One first-time entrant used a little science and a lot of style on his racer. Bob Bowling, a rustics artist in Bayview, has crafted one of the few derby entries that truly resembles a race car. It’s long and lean, like a 12-foot long toothpick made of cedar and rusted metal.

“I don’t even care if it rolls downhill,” Bowling said at his shop near Bayview Corner. “I just want it to look good.”

He and friend Colin Campbell worked on the racer and found several sponsors to donate to the Langley Main Street Association. Most of the materials on the racer were donated — cedar from Sebo’s Do-It Center and Hanson’s Building Supply or recycled — headers and gaskets from Island Recycling.

“We’ve done some test drives … It rolls and it steers,” Bowling laughed.

Never before had Bowling made a soap-box racer, even though he’s lived on Whidbey for several years. He incorporated his artistic rustic style into the design.
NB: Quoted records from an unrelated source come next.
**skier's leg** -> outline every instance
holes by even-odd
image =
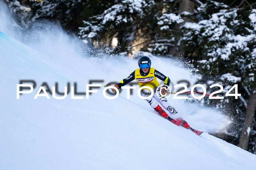
[[[144,89],[140,92],[142,96],[147,97],[150,96],[151,92],[147,89]],[[155,99],[153,97],[147,99],[144,99],[150,105],[150,106],[154,108],[158,114],[164,117],[167,118],[168,115],[160,107]]]
[[[170,117],[182,122],[182,124],[181,125],[181,126],[186,128],[189,129],[190,126],[188,124],[187,121],[183,120],[183,119],[180,113],[178,113],[173,107],[172,107],[170,105],[167,101],[167,99],[165,97],[162,97],[160,94],[161,88],[158,88],[157,91],[157,88],[158,87],[157,87],[154,89],[154,94],[153,96],[153,97],[155,98],[157,101],[160,103],[165,109],[168,111],[170,113],[169,115]]]
[[[181,116],[178,113],[178,112],[173,107],[170,105],[167,100],[167,99],[165,97],[163,97],[160,94],[160,90],[161,88],[158,88],[157,91],[157,87],[155,88],[154,90],[154,94],[153,97],[155,98],[159,103],[161,104],[163,108],[167,110],[169,112],[169,116],[174,119],[181,118],[182,119]]]
[[[150,96],[150,94],[151,94],[151,92],[147,89],[144,89],[140,92],[140,95],[142,97],[146,97]],[[155,108],[158,105],[157,101],[153,97],[144,100],[147,101],[149,104],[150,105],[150,106],[153,108]]]

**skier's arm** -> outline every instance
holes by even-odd
[[[155,70],[155,76],[159,78],[160,80],[162,81],[163,81],[164,84],[168,86],[170,85],[170,83],[171,81],[170,80],[170,78],[168,77],[166,77],[164,75],[162,74],[160,72],[158,72],[156,70]]]
[[[123,79],[119,83],[117,84],[118,87],[120,89],[122,86],[125,86],[127,83],[129,83],[134,80],[135,80],[135,70],[128,77]]]

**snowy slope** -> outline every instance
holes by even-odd
[[[241,170],[256,166],[256,155],[207,133],[200,137],[172,124],[136,95],[130,100],[105,98],[103,85],[129,75],[137,67],[135,60],[121,58],[114,64],[108,57],[63,54],[65,59],[54,58],[1,32],[0,45],[0,169],[180,169],[182,165],[189,169]],[[176,75],[168,75],[173,79],[190,77],[188,70],[166,59],[153,57],[153,66],[170,64],[159,70],[165,74],[176,70]],[[104,83],[89,99],[83,96],[83,99],[71,100],[70,93],[63,100],[51,95],[50,99],[33,99],[43,82],[51,87],[57,82],[60,92],[67,82],[74,86],[76,82],[78,91],[85,92],[89,80],[97,79]],[[34,80],[37,86],[17,99],[21,80]],[[125,98],[126,93],[121,96]],[[199,130],[218,130],[229,121],[210,108],[197,110],[179,100],[169,101]]]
Metal flashing is attached to the front like an F-1 race car. Two small wheels, salvaged from an old wagon, are up front, too. The rear wheels, each with completely different tread, are hulking pieces of rubber that came off some kind of farm equipment.

An old wooden-frame house window acts as the windshield.

Behind the driver’s cockpit is the “engine,” which is really a mailbox with gaskets, rubber tubes and pipes made to resemble and engine. The body is adorned with several painted-cedar signs with the car’s sponsors.

“The fun part was putting the ‘motor’ and signage on it,” Bowling said.

Bowling will get his chance to stick out and beat the pack Saturday morning. And he’ll likely have stiff competition as multiple-year fan-favorite Peter Lawlor will return. In years past, he has raced on a theme-like banana — the car was yellow and had bananas attached to it, and, of course, he was wearing yellow as well.

The Soup Box Derby has generated $3,000 this year alone in donations and sponsorships, which will pay for Langley flower plantings, new playground equipment at city parks, the replacement of windows at City Hall and recently the painted barrier at the landslide on Cascade Avenue.

About 80 hay bales, each with a race sponsor’s sign on it, line the course on First Street as a barrier from the Inn at Langley down to Anthes Avenue, the finish line.

Unfavorable weather such as rain or lightning storms may delay or cancel the event, though Stevens and the organizers are “crossing our fingers” that they would not have to delay the race.

Track history for the derby shows it has not been canceled by weather.